Isso mudou quando o Instituto Nacional do Patrimônio Cultural do Equador financiou um levantamento Lidar do vale em 2015. Aviões especialmente equipados emitiram impulsos laser para a floresta e mediram o seu caminho de regresso, revelando características topográficas que, de outra forma, seriam invisíveis sob as árvores.

Os dados Lidar permitiram que Rostain e seus colaboradores vissem as conexões entre os assentamentos e também descobrissem muito mais. “Cada dia era Natal, com um presente novo”, diz Rostain. A equipe identificou cinco grandes assentamentos e 10 menores em 300 quilômetros quadrados no Vale Upano, cada um densamente repleto de estruturas residenciais e cerimoniais. As cidades são intercaladas com campos agrícolas retangulares e cercadas por terraços nas encostas onde as pessoas plantaram culturas, incluindo milho, mandioca e batata-doce encontradas em escavações anteriores. Estradas largas e retas ligavam as cidades umas às outras, e as ruas passavam entre as casas e os bairros dentro de cada povoado. “Estamos falando de urbanismo”, diz o coautor Fernando Mejía, arqueólogo da Pontifícia Universidade Católica do Equador.
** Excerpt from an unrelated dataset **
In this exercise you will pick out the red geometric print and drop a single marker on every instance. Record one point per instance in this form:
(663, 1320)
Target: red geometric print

Embora os investigadores ainda não saibam quantas pessoas viviam no Vale Upano, os assentamentos eram grandes: a área central de Kilamope, por exemplo, cobre uma área comparável em tamanho ao Planalto de Gizé, repleto de pirâmides, no Egito, ou à avenida principal de Teotihuacán, no México. A extensão da modificação da paisagem de Upano rivaliza com as “cidades-jardim” dos maias clássicos, dizem os autores. E o que foi descoberto até agora “é apenas a ponta do iceberg” do que pode ser encontrado na Amazônia equatoriana, diz Mejía.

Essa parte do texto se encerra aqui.